Helena Nimmo, Chief Information Officer at Endava, a London-based software company, said: “In 2023, we still seem to be stuck in this loop of limitations when it comes to getting women into technology.” She argued that having women with tech knowledge and experience in positions of power is particularly crucial in the post-pandemic, digital age. “Women make up half the global population, which half of our users are female. Not having that representation within the business does a disservice to the solutions we’re able to offer as an industry.”
It’s a similar situation in the US, according to Ensono’s annual Speak Up Report 2022. The research found that 60 percent of women working in technology had been told by their current employer that a lack of training or skills development was limiting their career advancement. Yet just over a third (35 percent) of US companies offer fully-paid education outside of the organization and an official mentorship program.
Finally, Matt Foster, Director of Diversity, Equity and Inclusion at Ogilvy UK—which boasts a leadership team of 66 percent women—explained how the theme for IWD 2023, #EmbraceEquity, could be confusing for business leaders. “It’s problematic because people don’t understand what equity is, yet it is critical to everything we want to try and achieve,” he said. “It doesn’t help that ‘equity’ comes from the same Latin route as ‘equality’—people conflict the two.”
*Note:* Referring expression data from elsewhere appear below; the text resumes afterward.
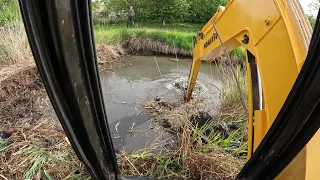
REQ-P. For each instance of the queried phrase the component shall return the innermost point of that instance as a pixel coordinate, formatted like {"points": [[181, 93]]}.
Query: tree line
{"points": [[194, 11]]}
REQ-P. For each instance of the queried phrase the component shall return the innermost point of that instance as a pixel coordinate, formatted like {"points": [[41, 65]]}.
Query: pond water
{"points": [[127, 87]]}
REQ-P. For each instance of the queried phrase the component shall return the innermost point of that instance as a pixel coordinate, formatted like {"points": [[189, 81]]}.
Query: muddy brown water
{"points": [[127, 87]]}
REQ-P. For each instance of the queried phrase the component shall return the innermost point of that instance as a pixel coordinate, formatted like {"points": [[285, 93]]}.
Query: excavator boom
{"points": [[276, 36]]}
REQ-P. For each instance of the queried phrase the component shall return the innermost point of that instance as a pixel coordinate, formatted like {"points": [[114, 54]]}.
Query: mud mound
{"points": [[17, 95]]}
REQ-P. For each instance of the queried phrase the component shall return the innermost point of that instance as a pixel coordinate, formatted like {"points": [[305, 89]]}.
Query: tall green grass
{"points": [[176, 35], [9, 11]]}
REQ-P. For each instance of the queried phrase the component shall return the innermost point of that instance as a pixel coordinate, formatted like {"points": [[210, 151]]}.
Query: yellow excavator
{"points": [[283, 70], [276, 35]]}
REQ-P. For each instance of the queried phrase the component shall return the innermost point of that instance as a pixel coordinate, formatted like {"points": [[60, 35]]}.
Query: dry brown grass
{"points": [[107, 54], [38, 144], [14, 46]]}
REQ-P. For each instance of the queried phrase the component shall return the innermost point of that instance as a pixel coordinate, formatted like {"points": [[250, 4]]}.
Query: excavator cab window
{"points": [[60, 33]]}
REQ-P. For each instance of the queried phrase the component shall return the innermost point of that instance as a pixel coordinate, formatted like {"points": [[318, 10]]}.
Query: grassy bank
{"points": [[150, 36], [174, 38], [39, 147]]}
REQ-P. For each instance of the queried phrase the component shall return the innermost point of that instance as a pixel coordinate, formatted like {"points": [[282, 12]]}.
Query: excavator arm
{"points": [[276, 40], [276, 36]]}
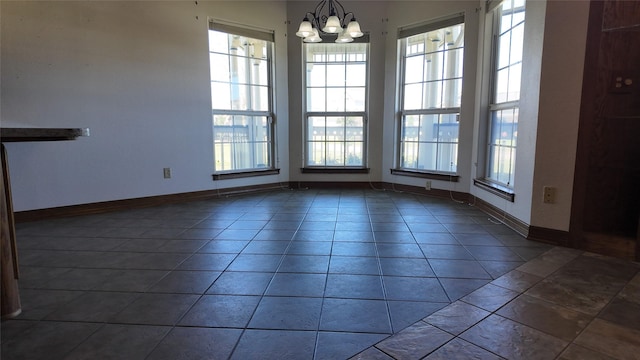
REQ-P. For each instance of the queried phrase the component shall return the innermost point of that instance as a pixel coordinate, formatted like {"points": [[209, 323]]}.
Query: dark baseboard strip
{"points": [[515, 224], [116, 205], [549, 236], [439, 193]]}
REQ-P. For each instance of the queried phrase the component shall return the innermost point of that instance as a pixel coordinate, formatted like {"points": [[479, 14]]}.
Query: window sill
{"points": [[243, 174], [334, 170], [496, 189], [451, 177]]}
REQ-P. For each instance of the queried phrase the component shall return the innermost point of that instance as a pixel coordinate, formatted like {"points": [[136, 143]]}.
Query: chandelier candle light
{"points": [[335, 23]]}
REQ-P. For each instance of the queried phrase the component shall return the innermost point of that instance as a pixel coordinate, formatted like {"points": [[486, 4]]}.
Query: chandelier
{"points": [[335, 23]]}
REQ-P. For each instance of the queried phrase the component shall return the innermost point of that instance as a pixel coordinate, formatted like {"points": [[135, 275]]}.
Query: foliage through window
{"points": [[508, 42], [431, 60], [241, 98], [336, 104]]}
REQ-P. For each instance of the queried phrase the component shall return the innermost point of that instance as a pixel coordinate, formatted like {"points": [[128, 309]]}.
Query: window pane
{"points": [[316, 75], [447, 157], [336, 81], [336, 75], [427, 156], [517, 44], [413, 69], [354, 129], [219, 65], [220, 96], [452, 93], [504, 50], [432, 95], [355, 99], [413, 97], [260, 72], [514, 82], [316, 129], [336, 99], [501, 86], [428, 127], [240, 74], [316, 100], [356, 75], [354, 153], [429, 141]]}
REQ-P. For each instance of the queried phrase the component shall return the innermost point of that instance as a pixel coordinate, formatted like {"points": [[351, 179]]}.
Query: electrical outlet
{"points": [[549, 194]]}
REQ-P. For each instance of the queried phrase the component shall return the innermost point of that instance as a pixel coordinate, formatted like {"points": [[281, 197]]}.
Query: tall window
{"points": [[336, 104], [507, 42], [241, 100], [431, 58]]}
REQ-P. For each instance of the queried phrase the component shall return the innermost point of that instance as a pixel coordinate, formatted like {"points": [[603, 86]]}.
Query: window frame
{"points": [[403, 34], [307, 115], [487, 182], [269, 115]]}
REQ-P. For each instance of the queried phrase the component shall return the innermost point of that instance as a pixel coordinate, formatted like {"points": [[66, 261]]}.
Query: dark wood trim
{"points": [[439, 193], [588, 111], [116, 205], [243, 174], [426, 175], [356, 185], [549, 236], [333, 170], [41, 134], [495, 189], [515, 224]]}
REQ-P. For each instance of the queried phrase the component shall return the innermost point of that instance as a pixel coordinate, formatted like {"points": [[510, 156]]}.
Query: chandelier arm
{"points": [[317, 12]]}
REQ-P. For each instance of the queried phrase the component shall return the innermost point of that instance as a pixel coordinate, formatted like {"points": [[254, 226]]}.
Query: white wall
{"points": [[137, 74], [534, 31], [404, 13], [560, 96], [369, 15]]}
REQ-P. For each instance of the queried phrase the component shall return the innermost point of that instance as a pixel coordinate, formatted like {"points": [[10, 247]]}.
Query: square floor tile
{"points": [[287, 313], [513, 340], [115, 341], [255, 262], [291, 284], [355, 315], [354, 286], [462, 269], [217, 262], [241, 283], [304, 264], [406, 267], [196, 343], [357, 265], [93, 307], [613, 340], [445, 251], [406, 313], [457, 317], [156, 309], [185, 282], [458, 349], [275, 345], [414, 289], [552, 319], [339, 345], [221, 311], [414, 342], [47, 339]]}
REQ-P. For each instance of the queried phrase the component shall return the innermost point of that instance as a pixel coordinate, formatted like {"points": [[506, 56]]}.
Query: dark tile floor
{"points": [[314, 274]]}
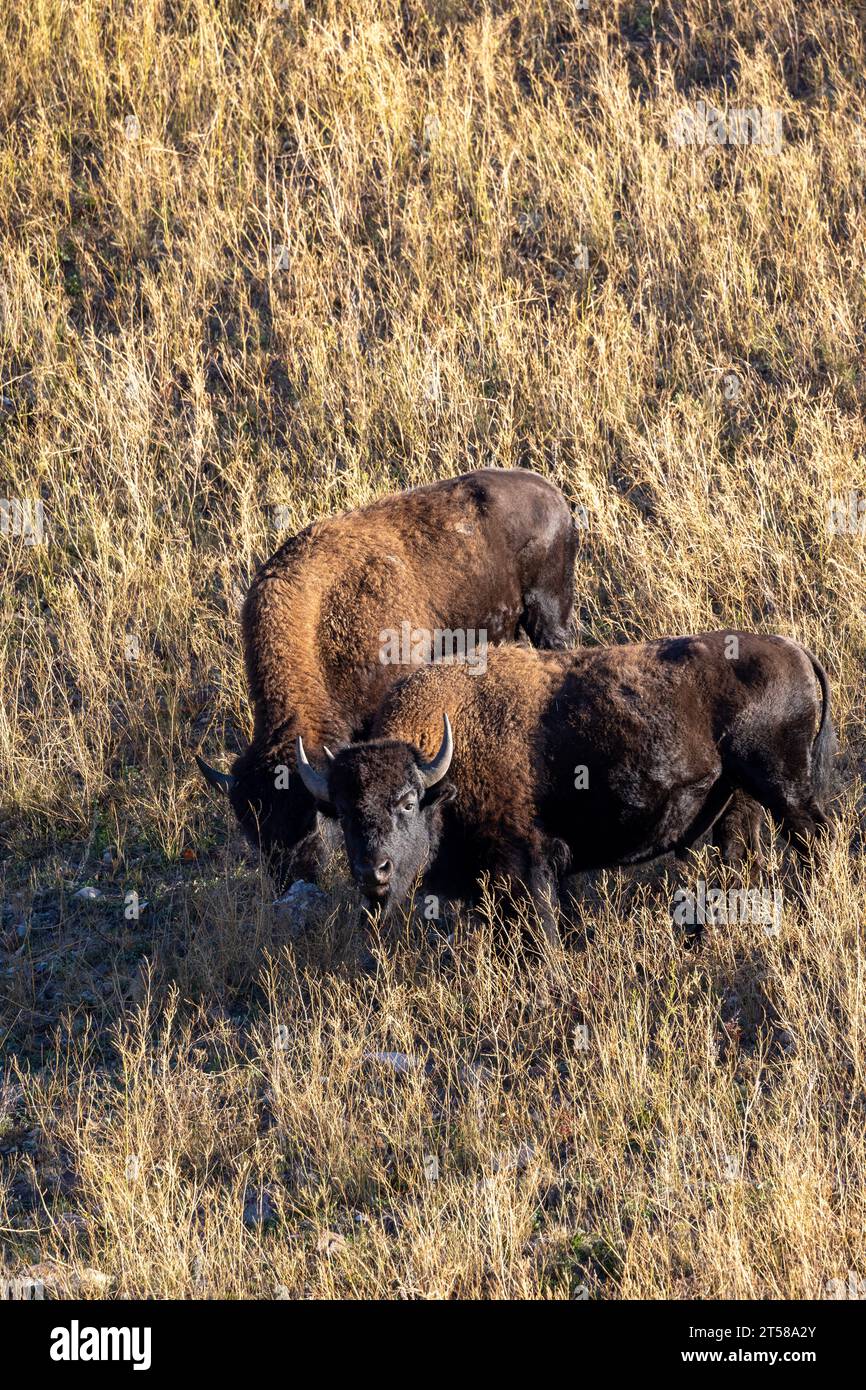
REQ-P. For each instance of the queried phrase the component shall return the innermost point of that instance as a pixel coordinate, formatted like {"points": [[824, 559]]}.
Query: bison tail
{"points": [[824, 747]]}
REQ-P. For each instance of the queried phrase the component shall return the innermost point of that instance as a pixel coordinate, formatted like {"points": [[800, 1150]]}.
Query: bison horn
{"points": [[223, 781], [434, 772], [316, 783]]}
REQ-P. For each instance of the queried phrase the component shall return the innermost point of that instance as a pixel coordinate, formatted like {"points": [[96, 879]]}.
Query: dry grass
{"points": [[178, 391]]}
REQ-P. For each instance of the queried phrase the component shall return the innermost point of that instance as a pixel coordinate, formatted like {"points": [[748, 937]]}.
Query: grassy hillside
{"points": [[262, 262]]}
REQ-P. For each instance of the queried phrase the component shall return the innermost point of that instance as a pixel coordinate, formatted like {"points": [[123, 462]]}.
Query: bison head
{"points": [[388, 801]]}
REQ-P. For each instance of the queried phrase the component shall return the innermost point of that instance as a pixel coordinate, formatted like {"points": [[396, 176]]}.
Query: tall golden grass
{"points": [[260, 262]]}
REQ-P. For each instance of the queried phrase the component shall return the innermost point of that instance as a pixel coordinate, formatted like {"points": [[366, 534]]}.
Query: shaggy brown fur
{"points": [[616, 754], [487, 551]]}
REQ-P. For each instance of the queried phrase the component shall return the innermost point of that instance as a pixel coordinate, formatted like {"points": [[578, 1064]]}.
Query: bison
{"points": [[334, 612], [590, 758]]}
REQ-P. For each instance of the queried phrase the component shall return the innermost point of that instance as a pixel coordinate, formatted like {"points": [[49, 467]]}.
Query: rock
{"points": [[330, 1243], [300, 904], [398, 1061], [259, 1208], [61, 1282]]}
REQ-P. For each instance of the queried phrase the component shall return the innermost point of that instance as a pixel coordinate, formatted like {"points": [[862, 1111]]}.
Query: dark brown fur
{"points": [[488, 551], [667, 731]]}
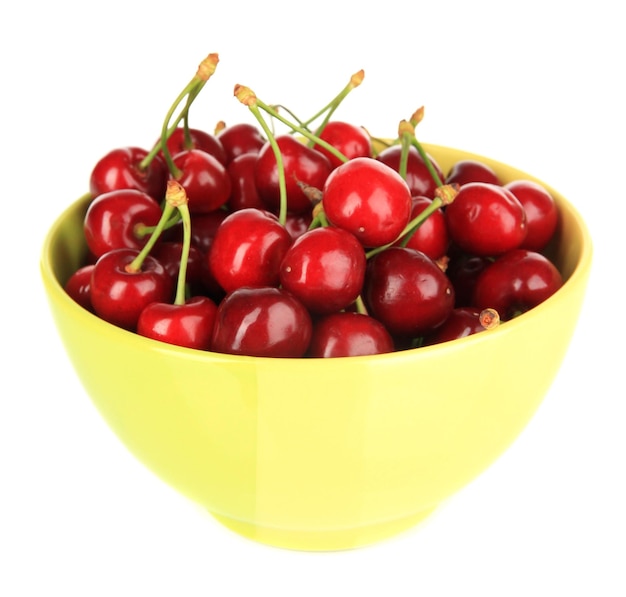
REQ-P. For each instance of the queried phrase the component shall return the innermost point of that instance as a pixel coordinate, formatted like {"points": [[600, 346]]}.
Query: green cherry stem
{"points": [[355, 80], [248, 98], [205, 71], [166, 215], [177, 197]]}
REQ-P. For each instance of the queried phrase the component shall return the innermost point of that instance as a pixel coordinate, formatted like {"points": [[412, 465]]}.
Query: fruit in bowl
{"points": [[326, 452]]}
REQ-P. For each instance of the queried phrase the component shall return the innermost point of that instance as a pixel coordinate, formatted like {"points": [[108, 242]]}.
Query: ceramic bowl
{"points": [[321, 454]]}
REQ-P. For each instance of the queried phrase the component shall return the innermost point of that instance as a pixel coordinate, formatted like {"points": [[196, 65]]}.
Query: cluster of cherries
{"points": [[317, 242]]}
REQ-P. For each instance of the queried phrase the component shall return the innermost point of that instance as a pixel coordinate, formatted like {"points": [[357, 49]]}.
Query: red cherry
{"points": [[462, 322], [248, 249], [169, 253], [432, 236], [325, 269], [486, 219], [198, 139], [189, 324], [407, 291], [118, 295], [78, 286], [262, 321], [302, 164], [350, 140], [418, 177], [113, 219], [470, 170], [368, 199], [541, 212], [241, 138], [204, 179], [244, 192], [516, 282], [121, 169], [349, 334]]}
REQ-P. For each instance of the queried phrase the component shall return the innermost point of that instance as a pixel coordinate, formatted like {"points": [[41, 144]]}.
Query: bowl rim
{"points": [[56, 291]]}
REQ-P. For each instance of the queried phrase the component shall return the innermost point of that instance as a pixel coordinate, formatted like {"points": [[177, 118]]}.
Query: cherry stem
{"points": [[190, 92], [313, 138], [248, 98], [177, 197], [355, 80]]}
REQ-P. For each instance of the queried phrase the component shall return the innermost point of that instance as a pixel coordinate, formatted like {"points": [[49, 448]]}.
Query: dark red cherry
{"points": [[541, 212], [349, 334], [349, 139], [471, 170], [418, 177], [262, 321], [486, 219], [78, 286], [114, 220], [407, 291], [241, 138], [432, 236], [189, 324], [122, 168], [181, 140], [302, 164], [516, 282], [325, 269], [204, 179]]}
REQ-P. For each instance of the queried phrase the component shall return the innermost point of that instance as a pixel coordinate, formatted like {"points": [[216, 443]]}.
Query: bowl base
{"points": [[327, 540]]}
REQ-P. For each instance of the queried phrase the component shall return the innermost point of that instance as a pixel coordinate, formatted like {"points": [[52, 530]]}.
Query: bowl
{"points": [[321, 454]]}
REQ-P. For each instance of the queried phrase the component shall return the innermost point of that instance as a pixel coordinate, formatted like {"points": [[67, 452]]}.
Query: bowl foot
{"points": [[325, 540]]}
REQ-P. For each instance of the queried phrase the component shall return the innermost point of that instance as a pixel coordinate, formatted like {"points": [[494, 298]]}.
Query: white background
{"points": [[540, 87]]}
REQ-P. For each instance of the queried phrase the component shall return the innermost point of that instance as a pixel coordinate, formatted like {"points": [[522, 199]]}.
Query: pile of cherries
{"points": [[319, 241]]}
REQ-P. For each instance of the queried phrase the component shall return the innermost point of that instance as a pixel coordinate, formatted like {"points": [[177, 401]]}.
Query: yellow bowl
{"points": [[321, 454]]}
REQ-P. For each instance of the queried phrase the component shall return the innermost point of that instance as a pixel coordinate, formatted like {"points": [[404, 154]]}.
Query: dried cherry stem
{"points": [[313, 138], [204, 72], [355, 80], [248, 98], [177, 196], [168, 211]]}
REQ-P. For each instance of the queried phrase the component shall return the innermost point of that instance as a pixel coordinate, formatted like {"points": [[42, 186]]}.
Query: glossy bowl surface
{"points": [[321, 454]]}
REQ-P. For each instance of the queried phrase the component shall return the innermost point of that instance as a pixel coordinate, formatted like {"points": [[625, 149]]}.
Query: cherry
{"points": [[462, 322], [181, 139], [244, 192], [432, 237], [463, 271], [368, 199], [541, 212], [248, 248], [240, 138], [418, 177], [407, 291], [516, 282], [115, 219], [349, 334], [486, 219], [302, 165], [204, 178], [325, 269], [169, 254], [119, 292], [125, 168], [350, 140], [471, 170], [78, 286], [261, 321], [189, 325]]}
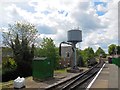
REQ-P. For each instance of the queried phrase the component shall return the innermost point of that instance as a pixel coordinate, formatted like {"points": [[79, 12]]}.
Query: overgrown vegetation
{"points": [[20, 38]]}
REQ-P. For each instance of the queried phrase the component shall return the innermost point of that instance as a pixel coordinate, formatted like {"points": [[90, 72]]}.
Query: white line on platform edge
{"points": [[95, 77]]}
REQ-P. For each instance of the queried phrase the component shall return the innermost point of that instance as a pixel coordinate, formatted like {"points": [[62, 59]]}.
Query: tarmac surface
{"points": [[108, 78]]}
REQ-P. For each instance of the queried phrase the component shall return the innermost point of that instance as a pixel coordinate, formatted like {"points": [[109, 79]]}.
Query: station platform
{"points": [[107, 79]]}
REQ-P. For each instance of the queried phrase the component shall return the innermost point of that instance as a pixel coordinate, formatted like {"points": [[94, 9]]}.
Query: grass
{"points": [[6, 84], [61, 71]]}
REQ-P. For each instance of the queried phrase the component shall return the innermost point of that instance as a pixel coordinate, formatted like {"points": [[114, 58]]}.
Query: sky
{"points": [[98, 19]]}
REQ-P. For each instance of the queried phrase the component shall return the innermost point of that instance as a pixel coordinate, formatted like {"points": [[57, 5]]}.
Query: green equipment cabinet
{"points": [[116, 61], [43, 68]]}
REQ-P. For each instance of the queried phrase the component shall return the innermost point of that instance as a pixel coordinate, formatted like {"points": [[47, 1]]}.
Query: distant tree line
{"points": [[21, 37]]}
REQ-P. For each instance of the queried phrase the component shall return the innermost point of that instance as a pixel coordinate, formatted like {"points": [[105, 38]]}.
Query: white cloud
{"points": [[63, 15], [101, 8]]}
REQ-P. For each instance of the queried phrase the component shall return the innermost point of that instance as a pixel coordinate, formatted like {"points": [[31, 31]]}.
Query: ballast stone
{"points": [[19, 82]]}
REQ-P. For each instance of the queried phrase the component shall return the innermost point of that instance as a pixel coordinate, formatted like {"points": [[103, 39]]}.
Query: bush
{"points": [[8, 65]]}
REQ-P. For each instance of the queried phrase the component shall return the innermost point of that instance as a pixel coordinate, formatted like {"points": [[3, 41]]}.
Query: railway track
{"points": [[81, 81]]}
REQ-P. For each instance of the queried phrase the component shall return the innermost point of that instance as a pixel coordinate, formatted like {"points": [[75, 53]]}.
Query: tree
{"points": [[118, 49], [111, 49], [20, 38], [48, 49], [100, 51]]}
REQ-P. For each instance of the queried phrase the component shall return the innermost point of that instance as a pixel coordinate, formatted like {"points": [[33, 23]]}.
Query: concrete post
{"points": [[119, 78]]}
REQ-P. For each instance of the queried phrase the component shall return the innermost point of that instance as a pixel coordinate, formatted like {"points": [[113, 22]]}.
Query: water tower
{"points": [[74, 36]]}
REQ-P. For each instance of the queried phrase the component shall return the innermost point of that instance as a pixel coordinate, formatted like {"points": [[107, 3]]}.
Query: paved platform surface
{"points": [[108, 78], [58, 77]]}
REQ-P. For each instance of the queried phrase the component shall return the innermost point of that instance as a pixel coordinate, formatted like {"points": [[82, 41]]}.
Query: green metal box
{"points": [[43, 68], [116, 61]]}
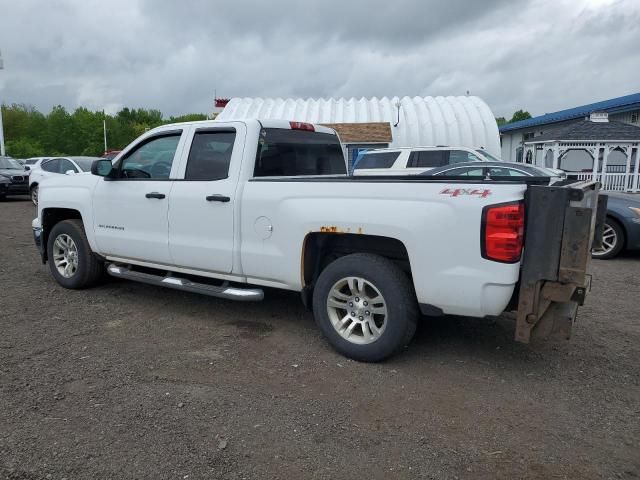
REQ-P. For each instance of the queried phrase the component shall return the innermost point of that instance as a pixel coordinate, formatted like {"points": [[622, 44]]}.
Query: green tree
{"points": [[520, 115], [29, 133]]}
Foster added: “We don’t live in an equal world. The systems we work in are not equal. But equity is very different. Equity essentially means you have to create equitable conditions to reach a stage of equality, and in the case of IWD the aim is to reach gender parity.”
Clearly, words and deeds matter for IWD 2023. And the onus, increasingly, is on business leaders to spur progress for women and in other ways from the inside out.